Posted
French theme park operator Euro Disney, which announced a life-saving debt restructuring in September, fell deeper into losses in its 2003/04 fiscal year due to royalty payments and increased operating costs. The company said it made a net loss of 145.2 million euros in the full year to the end of September, after a 56-million loss a year earlier.
Read more from Reuters.
Am I the only person who thinks that France was the wrong place to build Euro Disney? I can't help but think that park would have been more successful in a different country. My gut instinct would be to put it in Germany instead...
Jeff: That Reuters link results in a friendly 404.
--Dave Althoff, Jr.
I think closing Disneyland Paris could be a real possibility. In one of the many books about Eisner (I think it was "Keys to the Kingdom"), Disney was ready to pull the plug on the resort in the mid-90s if they didnt' get the kind of concessions they wanted from the banks. They pretty much got everything they wanted from their debtors, and are still bleeding to death from red ink. This is a bad situation...short of the banks forgiving debt (which isn't going to happen), I'm not sure how they pull this one out.
Didn't Disneyland Paris have a few years (or maybe it was quarters) of profitability (or at least positive cash flow) prior to building the Studios?
Joel
I don't think the problems with this resort are as simple as just building it in the wrong place, but that might be a start. They initially mis-read their audience, much of Europe (unlike Asia) suffers from a backlash towards US cultural imperialism, DSP was a disaster that is yet to recover, and there are way too many hotel rooms on that property.
Again, you guys seem to think that every market on the planet would yield the same results. The Asian markets have been on an upswing for tourism for at least a decade.
Originally, they were competing between putting it in france on what was solid wasteland and unfriendly people, and round the corner from me here in Essex, UK, on a marsh that would need draining and securing, with very friendly people. It was cheaper to build it in france, but the french people's reputation for arrogance and annoyance stops a lot of people from going, including myself. What's the point of travelling thousands of miles to a park where you're not really wanted?

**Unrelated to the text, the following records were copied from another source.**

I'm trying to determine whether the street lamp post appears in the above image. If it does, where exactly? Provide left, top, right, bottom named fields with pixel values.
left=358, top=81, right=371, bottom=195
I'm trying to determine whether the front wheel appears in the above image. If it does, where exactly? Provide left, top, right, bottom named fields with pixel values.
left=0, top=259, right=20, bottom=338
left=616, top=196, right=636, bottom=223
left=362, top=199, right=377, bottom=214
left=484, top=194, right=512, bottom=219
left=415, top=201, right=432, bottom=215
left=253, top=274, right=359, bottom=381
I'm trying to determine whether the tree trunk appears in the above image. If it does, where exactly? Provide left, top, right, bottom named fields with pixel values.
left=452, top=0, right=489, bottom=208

Had they built it here in the UK, where there is a proven profitable theme park chain (tussaud's, of course), they would have made money with some native english speaking folk, negating the need for multi-lingual signs and the extra cost of the recorded messages with all the french slurs and snorts on them.
Bazza.
/wants a closer theme park
The park was probably doomed from the start. Disney seemed to misjudge how people would interpret the park, thinking that it would be destination resort like WDW. I'm sure the original name of the property- EuroDisney- didn't help matters either.

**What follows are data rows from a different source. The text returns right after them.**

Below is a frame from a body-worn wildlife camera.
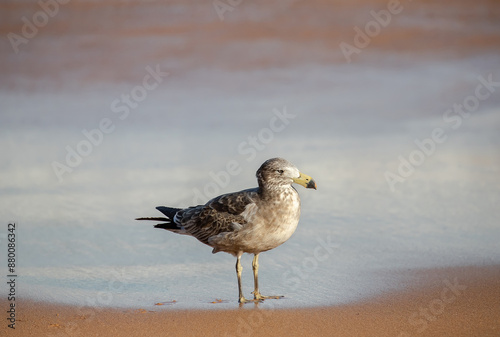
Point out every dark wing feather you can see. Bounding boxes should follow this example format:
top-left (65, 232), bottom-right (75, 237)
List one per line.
top-left (156, 206), bottom-right (182, 219)
top-left (176, 188), bottom-right (258, 245)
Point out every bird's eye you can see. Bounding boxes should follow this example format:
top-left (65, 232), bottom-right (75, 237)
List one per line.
top-left (277, 169), bottom-right (284, 175)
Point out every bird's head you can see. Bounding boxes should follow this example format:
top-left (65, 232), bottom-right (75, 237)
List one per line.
top-left (256, 158), bottom-right (317, 191)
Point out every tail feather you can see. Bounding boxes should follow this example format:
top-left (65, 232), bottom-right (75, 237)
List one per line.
top-left (136, 206), bottom-right (183, 233)
top-left (153, 222), bottom-right (180, 231)
top-left (135, 217), bottom-right (169, 221)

Yeah, Asian markets have seen a huge upswing in tourism. But are people going to travel from the U.S. and Europe to visit Asian Disney parks? Probably not. The target audiences for those parks is going to be people living in those countries; countries where it seems a lot fewer people have a load of disposable income.
mOOSH [who agrees that the Paris park is the most beautiful of those he's visited]
So Moosh, DLP is even prettier than Disneyland (post-rehabs, of course)?
IMO, Disney didn't and maybe still doesn't know their market there. Opening a park trying to sell American culture probably wasn't the best marketing strategy. Add to that the lackluster foreign relations between the US and France, and I'm not suprised they don't want to visit the American park.
I'll have my Freedom Fries covered with Idiot Cheese
Reminds me of "le Shuttle" - why they didn't call it a train like any other and be done with i do not know!